Entre mortos e feridos, salvaram-se dois: Kurtzman e Bill Elder (que estava no time das duas revistas), foram convidados a fazer quadrinhos na “Playboy”. Surgiu “Little Annie Fannie”, uma sátira à tira “Little Orfan Annie”, de Harold Gray, um dos cartunistas mais reacionários dos EUA. Annie, a original, era uma orfã criada por um milionário racista e vendedor de armas. A Annie de Kurtzman e Elder era uma louraça gostosa e ingênua que sempre perdia as roupas no meio da história. Em “Little Annie Fannie” Kurtzman ridicularizou a política, a religião e a mídia. Os quadrinhos de Elder, cuidadosamente pintados, tinham, já na época, o mesmo padrão das melhores grafic novels de hoje em dia.
“Little Annie Fannie” foi publicada até os anos 70 (inclusive pela “Playboy” brasileira), até que Kurtzman foi convidado para ser editor de humor de outra importante revista masculina. Adivinhe qual? “Esquire”, claro.
Os anos radicais
Neste meio tempo, entretanto, Kurtzman criou sua terceira revista de humor, considerada por muitos a melhor de todas: “Help!” Em “Help!”, Kurtzman reuniu os maiores talentos de sua geração com os cartunistas que estavam despontando naquele momento, como Robert Crumb (criador de “Fritz the Cat”), Gilbert Shelton (“Freak Brothers”) e Jules Feiffer (hoje em dia, cartunista do “Village Voice”).

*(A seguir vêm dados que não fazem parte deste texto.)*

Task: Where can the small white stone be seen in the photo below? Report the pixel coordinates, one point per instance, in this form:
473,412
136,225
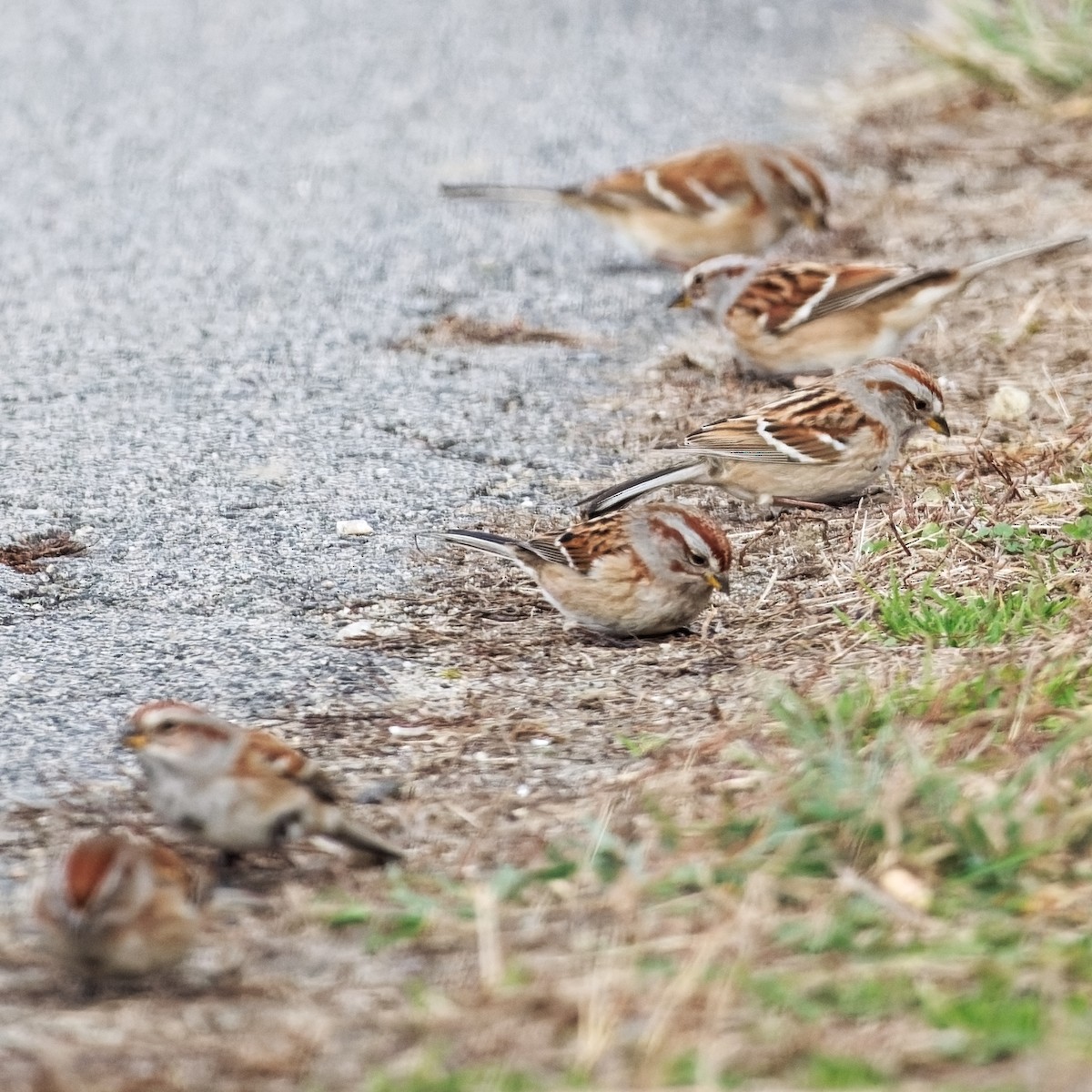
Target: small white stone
906,888
1009,403
349,529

E não foi só: Jerry Lewis escreveu textos e participou de algumas fotonovelas, como vários outros astros americanos. René Goscinny, criador de “Asterix”, mandou contribuição da França. E Terry Gillian (que mais tarde se juntaria ao Monty Python) foi praticamente adotado por Kurtzman: sem ter onde morar, passou a dormir na redação da revista.
“Help!” pode não ter sido o maior sucesso de Kurtzman, mas foi a “ponte” entre duas gerações de cartunistas, revelou inúmeros artistas e escritores e foi a revista na qual ele escreveu e desenhou suas melhores histórias (mais tarde reunidas no livro “Jungle Book”). Mais que isso, “Help!” refletiu sua época: a explosão beatnik, o início da contracultura e o começo da era em que o conservadorismo e o liberalismo travariam uma batalha de vida ou morte em território americano.
Harvey Kurtzman morreu há 29 anos, em Nova York, depois de ter influenciado pelo menos três gerações de humoristas. Não por acaso. Kurtzman sempre soube que humor é coisa séria. Afinal, como diz Millôr Fernandes, “uma coisa é ser o rei dos palhaços, outra coisa é ser o palhaço dos reis”.